One of the departments who has amassed criticism over their voluntary DNA collection program is the Melbourne Florida police department. The head of the department’s investigations unit stated to the media, ““In Florida law, basically, if we can ask consent, and they give it, we can obtain it. We’re not going to be walking down the street and asking a five-year-old to stick out his tongue. That’s just not reasonable. But let’s say a kid’s 15, 16 years old, we can ask for consent without the parents.” The statements from the Melbourne PD are frightening, to say the least. Would DNA profiling your teenage kid make you feel safer at night?
The United States Supreme Court reversed a lower court decision in 2012, which temporarily allowed arrested subjects to be DNA swabbed as part of the booking procedure. The case of Maryland v. King was overturned, upholding the requirement to get a warrant. The problem with DNA swabbing at the street cop level, is that they are not looking for evidence to connect you to the crime committed, they are trying to add you to the database, in order to run your DNA for other open criminal cases. The need for a warrant protects the individual from unnecessary ‘search and seizure,’ as they are unrelated to the crime the individual was arrested for.

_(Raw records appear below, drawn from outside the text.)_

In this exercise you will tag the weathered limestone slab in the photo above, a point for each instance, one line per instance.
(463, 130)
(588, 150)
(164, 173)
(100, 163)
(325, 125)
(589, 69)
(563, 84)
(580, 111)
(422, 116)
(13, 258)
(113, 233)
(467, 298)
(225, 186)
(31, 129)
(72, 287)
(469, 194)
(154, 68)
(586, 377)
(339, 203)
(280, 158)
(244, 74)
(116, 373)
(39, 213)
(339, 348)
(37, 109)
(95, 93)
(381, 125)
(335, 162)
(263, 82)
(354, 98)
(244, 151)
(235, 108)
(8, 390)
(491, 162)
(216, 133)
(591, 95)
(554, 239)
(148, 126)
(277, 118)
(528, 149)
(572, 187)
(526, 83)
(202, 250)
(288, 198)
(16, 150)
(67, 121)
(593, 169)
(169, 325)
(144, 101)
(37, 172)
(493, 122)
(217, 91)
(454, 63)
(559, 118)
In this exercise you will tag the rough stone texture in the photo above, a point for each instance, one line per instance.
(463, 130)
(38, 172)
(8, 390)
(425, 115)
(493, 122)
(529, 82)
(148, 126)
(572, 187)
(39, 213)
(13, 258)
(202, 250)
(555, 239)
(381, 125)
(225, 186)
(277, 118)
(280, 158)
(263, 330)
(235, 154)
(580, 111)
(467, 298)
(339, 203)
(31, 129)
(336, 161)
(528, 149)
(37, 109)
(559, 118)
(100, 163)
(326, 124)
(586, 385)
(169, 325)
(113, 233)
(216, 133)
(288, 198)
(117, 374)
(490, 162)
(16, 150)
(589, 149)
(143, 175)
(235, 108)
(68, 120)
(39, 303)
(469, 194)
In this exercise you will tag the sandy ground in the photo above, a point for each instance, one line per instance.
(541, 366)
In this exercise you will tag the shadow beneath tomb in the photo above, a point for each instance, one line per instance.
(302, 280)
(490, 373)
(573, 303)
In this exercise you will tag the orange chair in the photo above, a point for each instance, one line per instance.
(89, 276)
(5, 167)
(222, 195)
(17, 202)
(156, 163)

Another concern for this indiscriminate swabbing for DNA, is the fact there is not a single federal standard for collection. The federal government relies on CODIS, the federal law enforcement database. Police turn to cheap labs to process high volumes of cases. The failure to function under a uniform standard can result in poor collection, processing and analysis techniques. These lesser quality and quick methods of DNA analysis and comparison can often lead to false positive matches and an overall contamination of the system. “Private labs that offer such fast, cheap testing that police can afford to amass DNA even to investigate minor crimes, from burglary to vandalism,” stated Michael Garvey of the Philadelphia Police Department’s forensic department. Garvey also alluded to the fact that these techniques lead to “meaningless or coincidental” matches.
At no time during a police encounter is any citizen required to provide a DNA sample. Refusing to provide a sample to a cop who asks, is not resisting or obstruction, no matter how the cop tries to spin it. The slippery slope of fourth amendment invasions, which we encounter by police, are a mere glimpse of what is to come. While our freedom from unlawful ‘search and seizure’ is withering, for the time being, we still have the right to say ‘no’. As we have seen time and time again, the implementation of additional security and law enforcement practices has not led to us being safer. The collection of voluntary DNA has already been challenged in the courts, but unfortunately we are all free to make bad and uninformed decisions.